I think they mean DLSS 3 as the sum of DLSS 2 + FG vs Native resolution without DLSS 2 and FG. In that sense those values might be true and knowing Nvidia when they talk about DLSS they usually base it on performance mode.
What Nightwalker said. "RTX ON" is all the bells an whistles activated, including DLSS (although not specified if quality or performance, which is a huge difference in itself), frame generation enabled, and so on.
Beautiful but way more sane to buy a PS5 + PSVR2 and wait until 5-6x 4090 GPUs become available for 4K Native RTRT... I'll probably plan to retire by then...
They should not have called it dlss3, it's frame generation to boost the fps artificially by guessing more frames very quickly then inserting them. Dlss2 render it at a lower resolution then do some AA tricks to make it look like a higher resolution because cards can't do it other than money burning ones and not even those in some cases. Truly very odd stuff. I mean I'm pretty sure people here know these things but sometimes seems otherwise. So really you're going to have to have dlss2 and dlss3 3 enabled at the same time to get 1. High fps for smoothness on your 120hz+screen and appropriate input speed 2. to be able to fool your eyes into thinking it's native 2k/4k/etc Weird industry.
I don't see any reason why it technically should be, given neither Q2RTX nor Portal RTX weren't. Now, practically, it will probably run on 3000 series while 2000 series and AMD cards will be just slideshow demo mode.

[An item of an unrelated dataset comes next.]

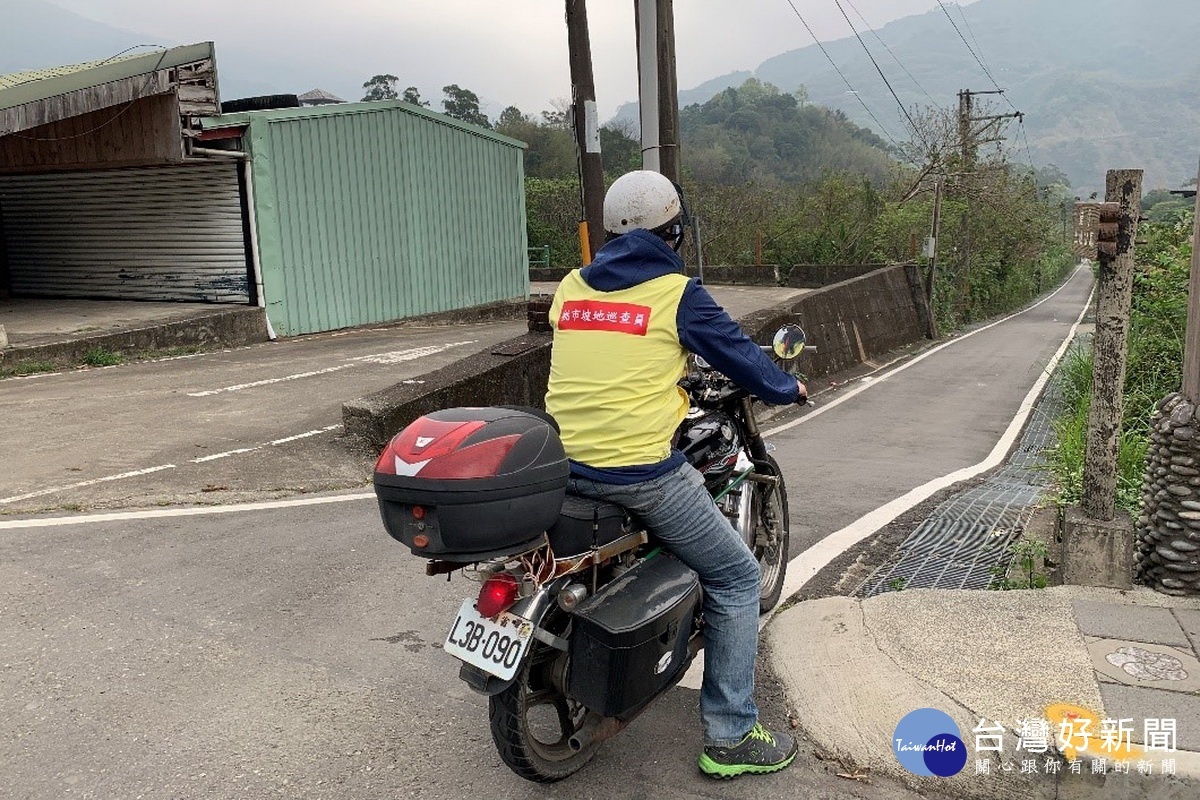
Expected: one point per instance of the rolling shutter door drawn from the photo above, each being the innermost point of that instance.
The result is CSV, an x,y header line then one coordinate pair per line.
x,y
160,233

Actually, since it's a performance costing feature, I can imagine Nvidia "allowing" it to be run on older cards too, as long as they got the tensor cores. With crap performance and slideshow character, it's actually a selling point for the still plenty Ampere and Lovelace gens compared to Turing. That's exactly why they did not want Turing and Ampere owners to get frame generation, since it would help with performance and in the end, cripple sales of anything other than Lovelace. But that's Nvidia... they built an ecosystem around their GPUs, and they are quite aggressively protecting newer hardware sales in it.
That's a good point. NVidia is no longer just fighting off the competition. They are fighting off their own, older GPUs, to force everyone to upgrade.